Travel programs and business travelers tend to pay for corporate travel in one of two ways: ghost cards or physical (plastic) corporate credit cards. Ghost cards tend to be reserved for air transactions, while corporate cards are generally used for on-trip spend, including hotel accommodations and other expenses. Both payment methods offer benefits to companies, but they also bring challenges. These include providing trip payment for infrequent travelers, fraudulent use and, in the case of corporate cards, inconsistent reporting due to time-consuming manual data matching processes.

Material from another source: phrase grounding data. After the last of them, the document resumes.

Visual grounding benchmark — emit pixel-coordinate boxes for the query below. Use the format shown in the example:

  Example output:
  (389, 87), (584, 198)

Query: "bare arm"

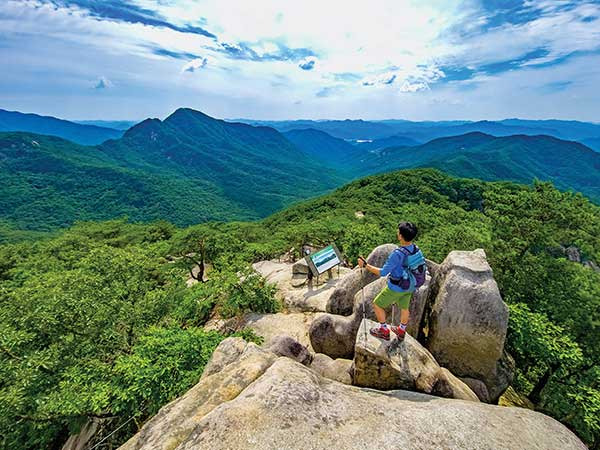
(358, 256), (381, 277)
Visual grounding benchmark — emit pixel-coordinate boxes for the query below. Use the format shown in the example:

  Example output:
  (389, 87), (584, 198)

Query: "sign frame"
(304, 243), (343, 277)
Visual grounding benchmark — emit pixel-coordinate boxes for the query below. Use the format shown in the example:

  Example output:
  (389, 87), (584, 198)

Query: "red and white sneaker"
(390, 326), (406, 341)
(369, 325), (390, 341)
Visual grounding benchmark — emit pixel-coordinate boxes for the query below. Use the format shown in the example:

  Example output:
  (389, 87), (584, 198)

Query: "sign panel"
(308, 245), (342, 275)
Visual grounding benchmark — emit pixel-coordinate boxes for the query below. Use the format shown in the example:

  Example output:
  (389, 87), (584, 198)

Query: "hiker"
(358, 222), (427, 341)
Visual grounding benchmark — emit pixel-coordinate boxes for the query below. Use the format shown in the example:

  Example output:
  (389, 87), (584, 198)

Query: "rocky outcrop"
(309, 278), (386, 359)
(122, 353), (586, 450)
(309, 277), (430, 358)
(353, 320), (479, 401)
(267, 335), (313, 366)
(427, 250), (512, 401)
(238, 312), (324, 352)
(252, 260), (352, 312)
(326, 244), (397, 316)
(120, 342), (278, 450)
(498, 386), (535, 410)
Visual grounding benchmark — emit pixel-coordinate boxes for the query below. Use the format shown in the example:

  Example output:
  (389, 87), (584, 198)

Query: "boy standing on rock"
(358, 222), (427, 341)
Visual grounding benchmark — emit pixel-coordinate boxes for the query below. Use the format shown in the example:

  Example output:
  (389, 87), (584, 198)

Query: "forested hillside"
(0, 170), (600, 449)
(356, 133), (600, 203)
(0, 109), (123, 145)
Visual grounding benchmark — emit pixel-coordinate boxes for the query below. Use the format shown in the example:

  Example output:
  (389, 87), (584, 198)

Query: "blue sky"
(0, 0), (600, 122)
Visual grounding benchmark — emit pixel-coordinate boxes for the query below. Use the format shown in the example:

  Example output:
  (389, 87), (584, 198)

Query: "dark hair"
(398, 222), (417, 242)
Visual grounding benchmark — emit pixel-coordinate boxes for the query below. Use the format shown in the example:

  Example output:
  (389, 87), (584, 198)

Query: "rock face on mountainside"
(327, 244), (397, 316)
(427, 250), (512, 401)
(354, 320), (479, 402)
(309, 245), (514, 402)
(309, 264), (430, 358)
(121, 343), (586, 450)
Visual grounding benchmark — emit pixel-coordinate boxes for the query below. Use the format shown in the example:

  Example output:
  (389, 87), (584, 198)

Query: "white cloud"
(181, 58), (208, 72)
(94, 77), (113, 89)
(0, 0), (600, 120)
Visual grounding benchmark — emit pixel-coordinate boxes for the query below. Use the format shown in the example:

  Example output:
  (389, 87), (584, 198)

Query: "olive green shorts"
(373, 286), (413, 309)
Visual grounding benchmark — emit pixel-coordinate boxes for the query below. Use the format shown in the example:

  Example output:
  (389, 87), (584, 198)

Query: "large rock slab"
(326, 244), (398, 316)
(309, 278), (429, 359)
(353, 320), (479, 401)
(427, 249), (512, 401)
(267, 335), (313, 366)
(252, 261), (352, 312)
(120, 342), (277, 450)
(128, 358), (586, 450)
(309, 278), (386, 359)
(238, 312), (324, 351)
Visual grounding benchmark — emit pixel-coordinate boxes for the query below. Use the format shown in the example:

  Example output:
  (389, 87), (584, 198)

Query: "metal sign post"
(305, 244), (342, 285)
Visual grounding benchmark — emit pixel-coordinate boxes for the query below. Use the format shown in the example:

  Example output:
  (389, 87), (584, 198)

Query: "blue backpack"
(392, 245), (427, 291)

Across the globe, over $22 billion dollars have been lost from global fraud, and 130 million hotel guest booking profiles are for sale.* However, the landscape of corporate payment is slowly changing. In 2016, fewer than 1% of respondents said their company was using a virtual card as a method of payment. By 2017, this figure had increased to 11%.*

Companies also face many obstacles when tightening a travel program. Travelers may have cemented habits like booking outside the TMC, using personal cards and putting rewards programs above company policy. Influencing this behavior is tricky to navigate and travel managers are often left with few options outside of pushing for a mandated travel policy. Centralized Payment and Virtual Cards are an excellent way to create a “soft mandate” and reign-in these expensive actions. Here are a few things to keep in mind when you are deciding to implement a new centralized payment:

Is it easy to use?

Often, travelers are making decisions based on convenience. It is easier to book in the way they are comfortable rather than worry about compliance or whether vendor targets are being met. By using an automatically generated Virtual Card as the primary payment option, travelers must remain within the bounds of the TMC. Travel managers can communicate the time saved in submitting expenses as well if the TMC provides an API integration. Travelers will naturally change their booking behaviors to avoid the additional work that this solution eliminates.

Will it mitigate risk for fraud?

Like any plastic card, corporate cards can be stolen or copied, exposing the company to financial losses. This also puts the traveler’s digital identity information at risk. With a virtual card, the risk of a traveler’s information being stolen is reduced simply by removing the need for a physical card. Furthermore, internal fraud is also lessened. With a virtual card, the available funds are dependent on the transaction and cannot be used later to, for example, upgrade a seat at the airline or change to a larger room.

Is it widely accepted?

This is an imperative point to consider when it comes to hotels. Different hotel properties and chains require different pieces of information to confirm a booking using Virtual Cards. When your TMC sends a detailed authorization fax, the friction and frustration during check-in greatly decreases for travelers. Additionally, there are available Virtual Cards that will only work for hotel and not air. Be sure that the solution you choose can be applied to as many transactions as possible to reap the full benefit.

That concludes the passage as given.